Further work on unrelated samples from affected and unaffected individuals will be conducted to provide the foundation for a diagnostic procedure having both high sensitivity and specificity. Since there is as yet no clear biomarker for dementia/AD, a longitudinal study would be useful to determine whether increased telomere shortening in individuals with DS precedes clinical signs of dementia, and to determine the underlying mechanism responsible for this association. Recognition of pre-clinical and early dementia would be very useful in this population of adults who already have pre-existing cognitive impairments and who are at high risk for dementia. Early detection is especially important because it would contribute to treatment and intervention decisions at a point in time when damage to the central nervous system caused by this devastating and progressive disease could be minimized. Further, a valid biomarker would be of enormous value for differential diagnosis, given the variety of conditions that can cause behavioral or cognitive changes in older adults with DS.
Acknowledgments
Thanks are due the research participants and various cooperating agencies as well as all staff involved in this project.
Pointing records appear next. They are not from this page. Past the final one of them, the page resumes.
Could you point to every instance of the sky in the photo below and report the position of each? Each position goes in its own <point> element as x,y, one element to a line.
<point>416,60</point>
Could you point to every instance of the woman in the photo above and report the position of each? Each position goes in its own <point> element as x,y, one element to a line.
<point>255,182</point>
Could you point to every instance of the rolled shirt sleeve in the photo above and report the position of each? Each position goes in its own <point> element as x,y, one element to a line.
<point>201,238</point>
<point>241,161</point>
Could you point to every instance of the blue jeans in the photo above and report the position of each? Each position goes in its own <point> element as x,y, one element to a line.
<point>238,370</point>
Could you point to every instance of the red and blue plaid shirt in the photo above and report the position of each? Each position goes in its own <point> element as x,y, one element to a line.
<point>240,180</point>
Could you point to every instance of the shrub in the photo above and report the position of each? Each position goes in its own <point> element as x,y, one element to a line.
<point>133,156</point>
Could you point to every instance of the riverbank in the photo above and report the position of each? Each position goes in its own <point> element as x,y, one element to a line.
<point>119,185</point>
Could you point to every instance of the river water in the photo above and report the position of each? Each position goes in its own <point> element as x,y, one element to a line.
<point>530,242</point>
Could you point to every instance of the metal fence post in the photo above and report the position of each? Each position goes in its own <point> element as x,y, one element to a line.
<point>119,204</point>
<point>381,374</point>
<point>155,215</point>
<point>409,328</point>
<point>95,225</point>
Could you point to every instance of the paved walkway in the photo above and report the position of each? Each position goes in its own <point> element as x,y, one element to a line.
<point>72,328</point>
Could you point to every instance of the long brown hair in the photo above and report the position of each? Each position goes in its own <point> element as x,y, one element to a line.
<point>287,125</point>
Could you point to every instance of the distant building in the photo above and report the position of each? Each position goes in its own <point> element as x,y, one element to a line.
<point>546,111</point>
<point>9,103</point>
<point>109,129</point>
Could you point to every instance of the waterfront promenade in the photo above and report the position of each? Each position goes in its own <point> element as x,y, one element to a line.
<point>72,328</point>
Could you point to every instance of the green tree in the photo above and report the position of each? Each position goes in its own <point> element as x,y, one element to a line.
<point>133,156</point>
We also thank G. Y. Wen, Ph.D., and W. Ted Brown, M.D., Ph.D., for constructive comments during manuscript preparation, Ezzat El-Akkad of our Institute’s Graphics Resources and Multimedia Services (GRAMS) and Lawrence Black, Institute Librarian. This work was supported in part by the New York State Office of Mental Retardation and Developmental Disabilities, Alzheimer’s Association grants IRG-07-60558, IIRG-99-1598 and IIRG-96-077; NIH grants PO1-HD35897, RO1-HD37425, and RO1-AG014673.
Footnotes
Disclosure Statement
There are no actual or potential conflicts of interest among the authors of this article.